SiMO: Single-Modality-Operable Multimodal Collaborative Perception¶

Conference: ICLR 2026 arXiv: 2603.08240 Code: dempsey-wen/SiMO Area: Collaborative Perception / Multimodal Fusion / Autonomous Driving Keywords: collaborative perception, multimodal fusion, modality failure, BEV, 3D detection

TL;DR¶

This paper proposes SiMO, a framework that introduces the LAMMA fusion module and PAFR training strategy to achieve, for the first time in multi-agent collaborative perception, a multimodal perception system that remains operational under arbitrary modality absence—particularly when LiDAR fails and only cameras are available. The design is analogous to a parallel circuit: the system functions as long as at least one pathway is active.

Background & Motivation¶

Multi-Agent Collaborative Perception (MACP) extends the perceptual range and mitigates occlusion by sharing features across vehicles. However, existing multimodal methods behave like series circuits: the failure of any single sensor—especially LiDAR—causes complete system breakdown.

Root Cause of Modality Failure: Existing fusion methods (concat / CNN / Transformer) create a mismatch between the pre- and post-fusion feature spaces. When a modality is absent, the unfused unimodal features become incompatible with the downstream task heads designed for fused representations, causing system collapse.

Increased Complexity in Collaborative Settings: Unlike single-agent scenarios requiring only local alignment, MACP demands that features transmitted across agents (e.g., an ego vehicle using LiDAR while a neighbor uses only camera) reside in a unified semantic space for effective cross-agent interaction. Existing single-agent robustness methods cannot guarantee this cross-agent semantic consistency.

Overlooked Modality Competition: During joint multimodal training, modalities with higher information density for the target task (e.g., LiDAR for 3D detection) converge faster and dominate the optimization process, suppressing the adequate training of weaker modality branches (camera), which consequently cannot operate independently.

Limitations of Prior Work: Methods such as BM2CP, BEVFusion, and CoBEVFusion focus solely on improving accuracy through multimodal fusion while ignoring the standalone usability of the camera branch under LiDAR failure. MetaBEV and UniBEV explore modality robustness only in single-agent settings and do not generalize to multi-agent scenarios.

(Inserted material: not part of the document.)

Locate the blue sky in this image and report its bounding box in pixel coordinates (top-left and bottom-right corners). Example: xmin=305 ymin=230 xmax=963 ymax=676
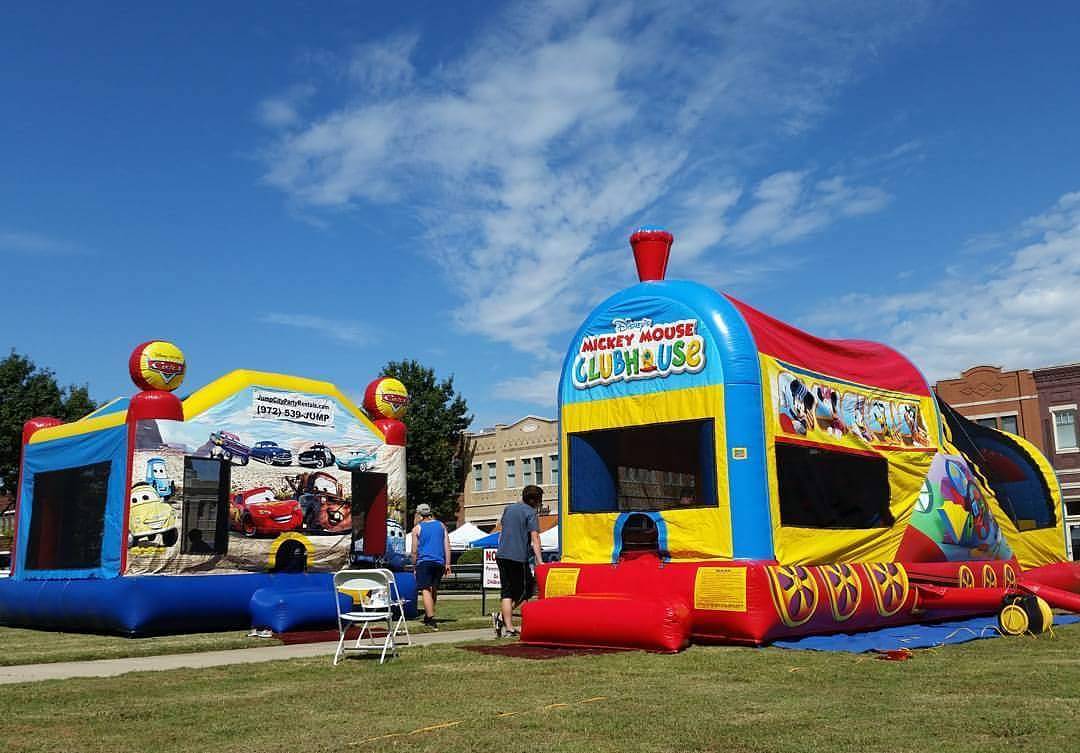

This work is the first to systematically address dynamic, heterogeneous modality absence in collaborative perception.

Method¶

Overall Architecture¶

The core idea of SiMO is align before fusing, ensuring that pre- and post-fusion features reside in the same semantic space, thereby guaranteeing compatibility between unimodal and multimodal fused features with respect to downstream task heads.

Overall pipeline: 1. Feature Extraction: PointPillar extracts LiDAR BEV features; LSS (Lift-Splat-Shoot) extracts Camera BEV features. 2. Feature Alignment: Two independent 3-layer ConvNeXt aligners \(g_L\) and \(g_C\) map heterogeneous features into a unified semantic space. 3. LAMMA Multimodal Fusion: Length-Adaptive Multi-Modal Attention produces multimodal BEV features. 4. Multi-Agent Fusion: AttFusion or Pyramid Fusion aggregates features across vehicles. 5. Task Head: cls/reg/dir heads output 3D detection results.

The core contribution—a plug-and-play fusion module that adaptively handles inputs from a variable number of modalities:

Shared Weights: Linear projections \(W_Q, W_K, W_V\) for Q/K/V are shared across all modalities, ensuring consistent semantic processing.
Parallel Concatenated Attention: Queries from both modalities are concatenated as \(Q = [Z_A; Z_B]\), while Keys and Values remain separate; each modality undergoes one multi-head attention operation that encompasses both self-attention and cross-attention.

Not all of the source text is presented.